Russian Foreign Minister Sergei Lavrov says Moscow has "very good" evidence that the type of sarin gas used in a deadly chemical attack in the Damascus suburbs on August 21 was homemade, lending credence to assertions that Syrian rebels were responsible.
In an interview with "The Washington Post," Lavrov said the conclusions of a Russian investigation into the Damascus attack, as well as an incident in Aleppo on March 19, are "broadly available."
He said Russia does not have any intelligence reports that it has not already shared.
"This evidence is not something revolutionary," Lavrov said. "It's available on the Internet."
He also said Moscow does not want to "overdramatize" the cancellation of a Moscow summit between U.S. President Barack Obama and Russian President Vladimir Putin earlier this month.
He said bilateral relations are "broader and larger than emotions and mutual grudges."
Assad Says Damascus Braced For U.S. Strike
Meanwhile, in related news, Syrian President Bashar al-Assad says a U.S. strike against his country is still likely, despite an ongoing plan to destroy his regime's chemical weapons under international supervision.
Assad told Venezuelan television that U.S. policy "is to go from one aggression to the next," mentioning U.S. involvement in conflicts in Korea, Vietnam, Lebanon, Somalia, Afghanistan, and Iraq.

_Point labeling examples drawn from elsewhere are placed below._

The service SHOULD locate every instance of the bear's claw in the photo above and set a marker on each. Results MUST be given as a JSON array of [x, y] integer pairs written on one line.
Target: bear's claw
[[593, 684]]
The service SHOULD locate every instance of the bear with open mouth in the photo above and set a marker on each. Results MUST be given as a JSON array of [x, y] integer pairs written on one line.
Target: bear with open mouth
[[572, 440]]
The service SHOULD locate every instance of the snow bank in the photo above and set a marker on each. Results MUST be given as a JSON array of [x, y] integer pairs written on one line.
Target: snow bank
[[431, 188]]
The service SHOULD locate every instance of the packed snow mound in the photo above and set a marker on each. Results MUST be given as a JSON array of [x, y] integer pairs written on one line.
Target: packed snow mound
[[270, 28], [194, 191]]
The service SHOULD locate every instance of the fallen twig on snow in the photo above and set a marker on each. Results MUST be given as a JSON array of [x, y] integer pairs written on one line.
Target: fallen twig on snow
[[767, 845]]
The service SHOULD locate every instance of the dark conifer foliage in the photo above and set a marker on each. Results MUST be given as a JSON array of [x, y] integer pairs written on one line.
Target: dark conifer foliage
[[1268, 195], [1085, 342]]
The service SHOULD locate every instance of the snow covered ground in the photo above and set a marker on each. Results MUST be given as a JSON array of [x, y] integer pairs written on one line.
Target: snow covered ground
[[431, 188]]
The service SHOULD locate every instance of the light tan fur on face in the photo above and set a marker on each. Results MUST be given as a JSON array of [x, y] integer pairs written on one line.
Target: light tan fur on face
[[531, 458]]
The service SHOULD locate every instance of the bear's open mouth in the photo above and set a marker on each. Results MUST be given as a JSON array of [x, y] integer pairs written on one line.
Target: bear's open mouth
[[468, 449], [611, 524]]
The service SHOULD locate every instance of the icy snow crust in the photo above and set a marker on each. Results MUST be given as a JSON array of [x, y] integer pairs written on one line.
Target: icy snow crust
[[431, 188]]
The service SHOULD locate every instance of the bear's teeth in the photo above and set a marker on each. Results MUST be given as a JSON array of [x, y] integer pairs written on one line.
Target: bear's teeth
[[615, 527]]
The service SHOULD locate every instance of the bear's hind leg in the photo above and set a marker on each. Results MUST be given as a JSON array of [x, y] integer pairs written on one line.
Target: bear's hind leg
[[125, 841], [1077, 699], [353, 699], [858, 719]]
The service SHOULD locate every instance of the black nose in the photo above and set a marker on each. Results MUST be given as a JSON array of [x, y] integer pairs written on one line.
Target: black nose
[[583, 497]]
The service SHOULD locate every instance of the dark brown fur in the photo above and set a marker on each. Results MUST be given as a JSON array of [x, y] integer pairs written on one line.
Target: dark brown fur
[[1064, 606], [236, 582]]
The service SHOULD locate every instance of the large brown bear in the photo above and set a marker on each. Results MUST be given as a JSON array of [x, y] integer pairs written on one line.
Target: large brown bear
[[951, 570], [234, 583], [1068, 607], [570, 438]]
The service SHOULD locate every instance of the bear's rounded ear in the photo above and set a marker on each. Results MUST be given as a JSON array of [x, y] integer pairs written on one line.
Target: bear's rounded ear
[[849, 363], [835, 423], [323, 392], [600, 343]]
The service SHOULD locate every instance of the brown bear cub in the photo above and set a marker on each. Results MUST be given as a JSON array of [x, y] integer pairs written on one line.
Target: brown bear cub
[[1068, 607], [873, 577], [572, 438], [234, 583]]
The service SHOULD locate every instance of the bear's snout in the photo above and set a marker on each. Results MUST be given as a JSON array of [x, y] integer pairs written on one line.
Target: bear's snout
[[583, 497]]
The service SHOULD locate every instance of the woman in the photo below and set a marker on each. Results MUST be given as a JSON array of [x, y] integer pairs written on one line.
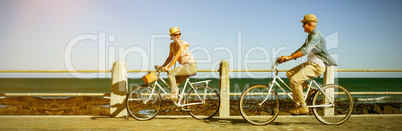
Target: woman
[[178, 52]]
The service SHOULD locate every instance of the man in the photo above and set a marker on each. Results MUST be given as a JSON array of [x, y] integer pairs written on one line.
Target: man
[[317, 58]]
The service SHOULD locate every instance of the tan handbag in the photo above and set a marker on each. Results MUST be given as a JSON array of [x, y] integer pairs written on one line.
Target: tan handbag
[[150, 77]]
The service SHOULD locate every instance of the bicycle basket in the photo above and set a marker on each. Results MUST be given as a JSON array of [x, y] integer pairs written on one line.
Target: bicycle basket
[[150, 77]]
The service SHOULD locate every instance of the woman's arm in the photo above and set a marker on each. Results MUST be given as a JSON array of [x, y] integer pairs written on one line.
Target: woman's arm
[[168, 59]]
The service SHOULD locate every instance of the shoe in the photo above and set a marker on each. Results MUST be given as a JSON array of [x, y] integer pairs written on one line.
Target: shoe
[[311, 94], [299, 110], [173, 96]]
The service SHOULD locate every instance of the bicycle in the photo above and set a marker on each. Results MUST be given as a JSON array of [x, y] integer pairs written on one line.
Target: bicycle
[[201, 102], [260, 104]]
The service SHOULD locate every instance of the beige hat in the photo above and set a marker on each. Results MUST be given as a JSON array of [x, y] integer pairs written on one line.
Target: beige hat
[[174, 30], [310, 18]]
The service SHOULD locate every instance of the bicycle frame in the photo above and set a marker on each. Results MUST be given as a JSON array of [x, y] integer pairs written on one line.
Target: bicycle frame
[[271, 85], [181, 95]]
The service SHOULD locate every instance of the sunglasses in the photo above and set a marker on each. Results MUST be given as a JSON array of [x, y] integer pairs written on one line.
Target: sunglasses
[[176, 34]]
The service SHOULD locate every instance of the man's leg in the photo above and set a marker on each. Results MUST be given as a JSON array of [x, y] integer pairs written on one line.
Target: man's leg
[[307, 71], [293, 71]]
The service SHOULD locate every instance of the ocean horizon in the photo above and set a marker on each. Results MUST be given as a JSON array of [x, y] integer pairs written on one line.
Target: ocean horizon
[[237, 85]]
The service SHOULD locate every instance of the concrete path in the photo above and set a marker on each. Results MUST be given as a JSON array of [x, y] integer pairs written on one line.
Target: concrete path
[[356, 122]]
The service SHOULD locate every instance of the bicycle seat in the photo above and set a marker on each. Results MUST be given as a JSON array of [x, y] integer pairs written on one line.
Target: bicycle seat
[[192, 75]]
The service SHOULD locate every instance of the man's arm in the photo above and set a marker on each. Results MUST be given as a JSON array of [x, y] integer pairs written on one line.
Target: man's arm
[[293, 56]]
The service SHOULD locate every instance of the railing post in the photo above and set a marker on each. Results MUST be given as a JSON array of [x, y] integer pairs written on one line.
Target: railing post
[[329, 79], [224, 89], [118, 90]]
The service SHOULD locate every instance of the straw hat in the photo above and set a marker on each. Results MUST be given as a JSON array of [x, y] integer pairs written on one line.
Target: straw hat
[[174, 30], [310, 18]]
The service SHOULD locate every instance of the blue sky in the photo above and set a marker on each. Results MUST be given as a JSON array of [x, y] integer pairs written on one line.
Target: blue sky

"This time, the pretext is chemical weapons; next time, it will be something else," he said.
"However, he added that Syria remains committed to the convention against chemical weapons it signed under a U.S.-Russian deal and sees "no obstacles" to its implementation.
But Assad said there is a "possibility" that "terrorists" -- a term used by his regime to refer to the rebels -- will prevent the international experts' from gaining access to "certain places."